Another moment where the musings seem to conflict with the film’s apparent mission sees a woman who moved to Northern Ireland from Greece give Lia the advice that she should travel as much as possible. She then adds that Lia may find it harder to do that, thanks to Brexit ending the Erasmus programme. This may be the only time that Brexit’s legacy is mentioned – although it may have been lightly hinted at during the segment on The Troubles.
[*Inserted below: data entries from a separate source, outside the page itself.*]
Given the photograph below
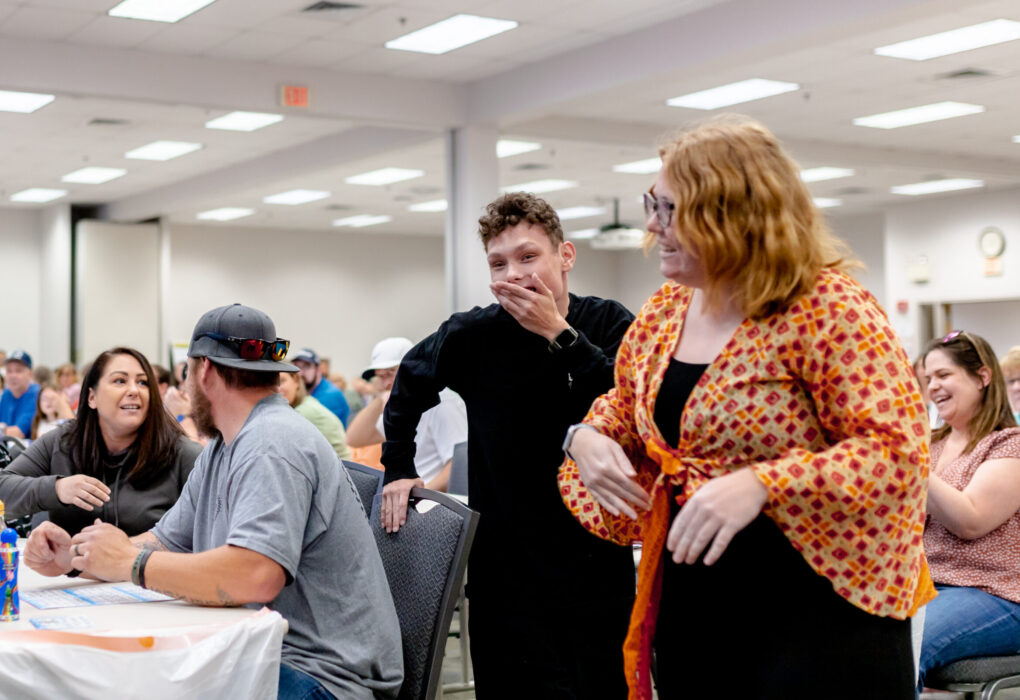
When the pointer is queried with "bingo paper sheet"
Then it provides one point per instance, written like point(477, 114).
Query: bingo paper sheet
point(85, 596)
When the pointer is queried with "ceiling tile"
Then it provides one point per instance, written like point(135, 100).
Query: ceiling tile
point(318, 53)
point(254, 46)
point(115, 32)
point(45, 22)
point(189, 39)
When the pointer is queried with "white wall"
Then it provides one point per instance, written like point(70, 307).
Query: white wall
point(117, 280)
point(865, 235)
point(946, 232)
point(19, 269)
point(338, 293)
point(54, 285)
point(997, 321)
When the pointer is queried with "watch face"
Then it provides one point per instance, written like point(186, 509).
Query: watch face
point(991, 242)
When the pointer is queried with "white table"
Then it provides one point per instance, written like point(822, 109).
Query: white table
point(167, 650)
point(158, 615)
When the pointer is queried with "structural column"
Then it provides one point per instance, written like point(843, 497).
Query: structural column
point(472, 182)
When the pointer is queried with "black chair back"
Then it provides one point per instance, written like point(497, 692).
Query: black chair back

Either way, as amusing as it might be, the joke almost feels as though it is at Lia’s expense – which again slightly undermines the idea of an empowering letter to that person in the future.

By the time Lia is 18, it is also possible that the whole family will have relocated to the European mainland anyway. Federica Cianetti is seen holding Lia while one of their friends suggests they are unsure whether Lia will grow up in Northern Ireland or Italy. Considering the state of Italian politics, that probably creates more questions than it answers – but it does suggest Lia’s freedom of movement among the remaining bloc of 27 is something of a moot point, anyway.

This does bring me to one final point, though. Besides this brief cameo from Federica, and a one-second shot of Nicky Larkin in the credits, both Lia’s parents take a backseat throughout the message. You might think that their testimony would have been the most compelling of all. After all, Lia will never know them at this age, going through this exact set of social conditions. Telling Lia how they feel in this moment, wondering what the future holds for their child, still trying to make promises, and offer words of encouragement for what they can become, would have been beautiful to behold. It could also have helped tie together the loose strands left by the other eclectic guests, or to elaborate on some of the points that – left as they are – have a less-than positive edge to them.

Of course, every generation has its own problems, its battles to fight, and its wrongs to right. Letters to the future have probably always looked the other way to a certain extent. But the world as it is now is sitting on a knife-edge and sending a message to a loved-one which brushes over the systemic issues that will shape their future calls into question the point of bothering. Even more, it calls into question why you would then release said message to the rest of the world. As beautifully framed as the footage here is, and as cute as the shots of the young family and their friends are, there is not much here Lia wouldn’t get by rummaging through a family photo album. Meanwhile, for the rest of us, there is no fresh insight into the forces shaping the world we live in.